Thursday, June 8, 2017

No Comment

A lot of noise is being made these days about what Jim Comey did and did not say publicly.  Almost all of that noise is logically fallacious.  Comey tried to explain the matter using what he called the "slippery slope" analogy, but no one was listening.  He should have been more forceful.

The answer to the question "Why couldn't he simply say that Trump was not under investigation?" is simply this: "What would he have said if Trump were under investigation?"

If a reporter asks the FBI whether X is under investigation, there is only one suitable answer:  "No comment." Every other answer is wrong, because any other answer means that there are at least two possible answers: "No Comment" and [the other answer].  And, if that other possible answer is "No," "No Comment" must imply "yes"; otherwise, the "No" answer would have no reason to exist.

Already, we are seeing the fall-out of the possibility of "No" being an answer.  Comey testified
(i) that when he last spoke to President Trump, he told Trump that the FBI was not investigating him, and 
(ii) that his statement to Trump was true.  
Items (i) and (ii) are entirely separate things.  Item (i) is an action Comey swears he took in private.  Item (ii) is a public statement about an investigation that Comey swears is true.  It would be practically impossible for Comey to deny item (ii) without raising the possibility that he was lying to Trump, but that's why he should not have added item (ii).  Indeed, if asked whether what he told Trump was true, he should have answered "I can't comment publicly on whether an investigation was ongoing."  That sounds bizarre, and it would likely be treated as bizarre by the bozos who make hay out of things that sound bizarre.  But Comey could logically have said this:
"I can testify publicly to what was said by President Trump and me and to what I have done in connection with the matter.  Neither of those things requires me to make a public statement as to the truth of what I told President Trump, and, because there can be only one such statement - "No comment" - I am making that statement.  You should not infer anything from my statement, as it is the only one I am able to make, and so it carries no information with it, as if I did not hear it being asked.
Information theorists will see the heart of the matter quickly.  Information is anything that reduces the degrees of freedom in a system.  That's a high-sounding, generalized way of saying that if there are two possibilities (yes and no), and a statement about those possibilities causes there to be one possibility ("YES!!"), then that statement carries information.  If the statement does not reduce the number of possibilities ("No comment"), it carries no information, and nothing can be inferred from it.  For that description of things to be valid, however, it is essential that "No Comment" be the only possible answer.  Otherwise, there are more than one possible answers, so giving either one of them reduces the degrees of freedom in the system of answers and carries information.  Thus, there must be only one possible answer to the question if that answer is to deliver no information.

Comey's slippery slope argument says that if the FBI says it is not investigating X, it must also say that it is not investigating anyone else about whom it is asked, unless, of course, it is investigating that person.  So, if the answer isn't "no," it will be read as "yes," even if it is spelled "No comment," and there goes the FBI's ability to investigate someone without publicly saying so.

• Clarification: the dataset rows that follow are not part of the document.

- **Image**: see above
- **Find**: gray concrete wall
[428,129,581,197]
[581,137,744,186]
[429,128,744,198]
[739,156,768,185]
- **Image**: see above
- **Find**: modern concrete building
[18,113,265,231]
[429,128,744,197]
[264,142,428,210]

This is a big deal.  It explains everything about why officials don't say things publicly even when it is clear that they know the answer and may even be clear to everyone what the answer is.  Any deviation from "No comment" makes any subsequent "No comment" more meaningful than it needs to be.

Thus, Comey testified that, in connection with the matter of Secy. Clinton's emails, he was permitted to say, to Congress and in press briefings - it's not clear why - that the FBI had opened a "matter," but not an "investigation."  That bothered Comey, who said "We're the Federal Bureau of Investigation," so it makes no sense for us to open anything but and investigation.  But A.G. Lynch's justification for ordering him to call it a matter was that the FBI does not comment on whether it has opened an investigation.  But, by creating an alternative statement to "No comment," A.G. Lynch had made "matter" mean something other than "No comment," and the only reasonable thing it could be made to mean, when opened by the Federal Bureau of Investigation, was, duh, an investigation.  Again, Comey should have been directed not to say anything about the matter, other than "No comment." And now it looks like the A.G. was trying to provide cover for Mrs. Clinton, when, perhaps, she was trying, unsuccessfully, to adhere to a policy without understanding its most important instrument: "No comment."